I am trying to figure out why debug version and release version of my app written in c++ using opencl c++ api act differently. Basically what my app does is:
1. create a few kernels
2. create a set of buffers
3. set kernel arguments
then execute these kernels in a loop by repeatedly call clEnqueueNDRangeKernel with a single in order command queue(oddly enough, if I use a new command queue for each command, the outcome changes. commands are properly synchronized of course). There are some read/write commands spread in the queue.
I understand that c++ debug / release version behave differently may happen, but it seems to be pretty simple code in c++ side. I think I may have missed something in host code...
Could any one give me some hints please ? Thanks in advance.
From your above description, it's difficult to suggest anything without knowing what type of difference you're observing or referring. It would be great if you can share your code (host + kernel) and point out the exact problem you are observing. Please also specify your setup details (OS, GPU, driver etc.).
Thanks for the reply. below are some system info:
OS: Windows 10 64bit
GPU: amd radeon R5 230
sdk: amd app sdk 2.9
there are 4 kernels, simple ones like initializing a buffer work fine. code of the 2 main kernels are pretty lengthy, which are adopted from c code. I have carefully checked them to make sure there are no pointers in struct (I will double check them again later)...
I think the difference between debug / release version is about host code, which should have nothing to do with kernel code since the later is compiled by opencl runtime. therefore, I suspect there are hidden bugs in my host code cause the problem. Basically, in debug version I see approximately correct image produced (but not exactly as I expected), while I only see some dots in blank background in release version. one kernel is running in an iteration many many times depending on input (from thousands, to millions.. kernel code are too long to post here, below are host code that execute the problematic kernel:
It first writes to a buffer to update its content for the kernel to process, then executes the kernel, which will update data in another buffer.
err = pClObj->cmdQ.enqueueWriteBuffer(pClObj->clBuffer, CL_TRUE, 0, numOfItems * sizeof(CL_DATA_INFO), pBufferData);
//error check and etc.
err = pClObj->cmdQ.enqueueNDRangeKernel(Kernel, cl::NullRange, cl::NDRange(numOfItems));
// error check and etc.
err = pClObj->cmdQ.finish();
// error check and etc.
the above host code may be executed in a loop like thousands or millions times. each time the content of clBuffer gets updated first, then the kernel is executed. pClObj is a class that compile kernel source, create kernels and set kernel arguments and etc. numOfItems is a configurable number that determines how many data items are to be passed to gpu for processing at a time, which is set to 256.
I use finish() to wait for execution completion is just for updating progress bar, removing it does't change anything.
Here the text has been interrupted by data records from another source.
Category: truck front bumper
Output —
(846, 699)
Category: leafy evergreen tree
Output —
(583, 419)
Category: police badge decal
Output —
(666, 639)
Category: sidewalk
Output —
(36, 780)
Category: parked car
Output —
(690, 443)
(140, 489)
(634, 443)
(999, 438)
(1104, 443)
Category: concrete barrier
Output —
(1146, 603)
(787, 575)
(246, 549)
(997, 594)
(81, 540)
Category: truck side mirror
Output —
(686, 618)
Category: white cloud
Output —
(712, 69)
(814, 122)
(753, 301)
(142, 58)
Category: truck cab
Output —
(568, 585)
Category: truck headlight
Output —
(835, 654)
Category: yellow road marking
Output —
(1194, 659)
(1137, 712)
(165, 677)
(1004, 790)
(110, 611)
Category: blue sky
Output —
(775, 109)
I am wondering if one command queue can be used like this ? Put some commands in it and call finish() to wait until queued commands finish, then put similar commands in it again and wait for queued commands to finish, and repeat like thousands or millions times ? Is there a limit in the number of commands to be queued in the same command queue ?
Put some commands in it and call finish() to wait until queued commands finish, then put similar commands in it again and wait for queued commands to finish, and repeat like thousands or millions times ?
Yes, you can. However, in that case, the host thread will be blocked by the clFinish() until all the previous commands completed. So, commands for next iteration can not be enqueued unless commands from previous iteration are completed
for(int i = 0; i < N; i++)
In this case, host thread will be blocked at the end of the loop and thus, commands for the 2nd iteration can not be enqueued unless commands from the 1st loop are completed
Whereas, you may use event objects to enqueue next series of commands without blocking the host thread. You've to describe the dependency accordingly.
[As you know, commands are executed in-order if the command queue is itself an in-order queue.]
for(int i = 0; i < N; i++)
enqueue(q, command1, event[i - 1]); // depends on event generated from previous iteration
// may use clFlush() at this point or after a certain number of commands
Is there a limit in the number of commands to be queued in the same command queue ?
Yes, a runtime limit is there. The limit depends on the runtime command queue size and type of the command (i.e. command packet size).
Now coming to your mismatch problem. As you suspect a host-side bug, it would be good if you can narrow down the problematic region or suspected APIs. At this point, it's not clear whether the issue is in OpenCL APIs or inside your own code. Or may be any other C/C++ build issue completely unrelated to OpenCL. Unless that information is available, it's difficult to suggest/help anything. You may try different host-side compilers (say, GCC, VC++) to cross check the mismatch.
Note: SDK 2.9 is quite old. Please use the latest SDK and driver compatible with your setup.
Many thanks for the detailed clarifications. I am updating SDK to the latest version....
Both of debug and release version of the Windows executable compiled with VS2010 generate a completely empty image under nv graphic card (macbook pro with GT650M). The original app was a Windows Service. Since CodeXL won't attach to a running process for debugging, the service was temporarily re-written as a normal executable so CodeXL can load it and debug its kernels. So far with no luck in using CodeXL, when trying to step into the suspected kernel, CodeXL pops up a message box saying "IL instruction uav_read_cmp_xchg is not yet supported", but stepping into other kernels is fine...
Thanks again for your hints and I will post here when I solve it....